Minden ER closure already putting residents at risk

Handwritten signs on Minden ER windows. Text: "Our hearts break as we say farewell to our town of Minden & surrounding communities. Thanks for your trust over the past 27 years! Love & sadness, the Minden ER team." Photo by Lisa Schell

House fires, car crashes, and infected dog bites have impacted the Minden community over the last week, but the Minden ER can no longer respond.

Haliburton Highlands Health Services shut down the Minden ER on June 1, transferring its nurses to the hospital in Haliburton. In an April 2023 press release, the HHHS cited staff shortage as the main reason for the closure.

In response, around 5,000 people have joined the “Save Minden Ontario Emergency Room” Facebook group to protest the decision. They also gathered 24,000 physical signatures calling for the ER to remain open, which NDP leader Marit Stiles presented to the Ontario Legislature.

According to group founder and Minden resident Patrick Porzuczek, the closure has already caused issues in the community. 

On the morning of June 4, seven people escaped a Minden house fire with minor injuries. Instead of being able to walk several blocks to the Minden ER, Porzuczek says they had to travel around 25 minutes to the Haliburton hospital.

“Let’s just say those people didn’t get out. Could you imagine—without medications, without proper trauma care—the pain that person would be in from blistering burns? I would never want to feel what that person would feel on that 25-minute drive,” says Porzuczek, who added that he has seen this happen in his time as a firefighter.

On June 5, three people were injured in a three-car collision on Highway 118. One with serious injuries was airlifted to Toronto, while the two others were brought to the Haliburton hospital. Porzuczek says the Minden ER would have been 10 minutes closer. He adds that it was one of few hospitals between Lindsay and southern Ontario along Highways 118 and 35, so the closure risks longer travel times for ambulances.

It also poses a personal risk to Porzuczek. When he and his family moved to Minden in 2015, they chose a home near the ER in case he needed treatment for the hole in his heart. Doctors have since shocked his heart back to a regular rhythm three times, with one incident requiring regular Minden ER visits for over a year.

The Minden ER also recently diagnosed his 6-year-old daughter with arrhythmia. If her condition gets worse, Porzuczek says his family may consider moving—even though a family-owned clinic in Minden is temporarily operating an emergency clinic at the ER, he says it doesn’t have nearly the same resources as before. 

Minden mayor Bob Carter and deputy mayor Lisa Schell say they spent the six weeks before the closure fighting alongside the community. During that time, they contacted the HHHS, the Ontario Ministry of Health, and their region’s members of Parliament to potentially reverse the decision. They also stationed an ambulance at the ER on the day of the closure.

Schell says they have received hundreds of phone calls and emails from concerned residents since the announcement.

“In my 17 years on council, this is the hardest thing I’ve had to deal with,” Schell says.

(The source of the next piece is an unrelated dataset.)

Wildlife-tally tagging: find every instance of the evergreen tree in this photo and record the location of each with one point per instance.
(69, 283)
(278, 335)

She says Moore Falls resident Steve Hertel went to the Minden ER the night before it closed to get checked for a dog bite on his hand. It’s now infected, so he needs to make the 45-minute drive to the Haliburton hospital every eight hours for IV treatment, sometimes waking up as early as 3 a.m.

“We need to continue to seek options of ways to get the ER reinstated as soon as possible,” Schell says. “The Minden ER doctors have said that, should we be able to reopen in the Fall, they would be willing to come back.” 

However, Mayor Carter says this could be difficult to organize since their doctors are contract workers. They sign onto new positions months to years in advance, so they would have to wait until their contracts expire to return to Minden.

He added that the need for this ER will be proven over the summer when the town’s population more than triples because of seasonal cottagers and vacationers.

“The HHHS underestimates the needs of the community,” Carter says.

Porzuczek is taking his campaign to restore the ER one step further. On June 8, he met with representatives from Chesley, Wingham, Clinton, and Seaforth, all Ontario communities that have also felt threatened by plans to close crucial hospitals. He says they’re scared by how fast Minden’s ER closed, since their hospitals have gone through year-long shutdowns, and their doctors were given advance notice.

He says he’s working with the representatives to raise awareness about the closures and prevent Minden’s situation from becoming the norm in Ontario. 

“It’s healthcare. It’s not hope, it’s not politics,” Porzuczek says. “They’re supposed to keep us safe.”

The HHHS was not available for comment.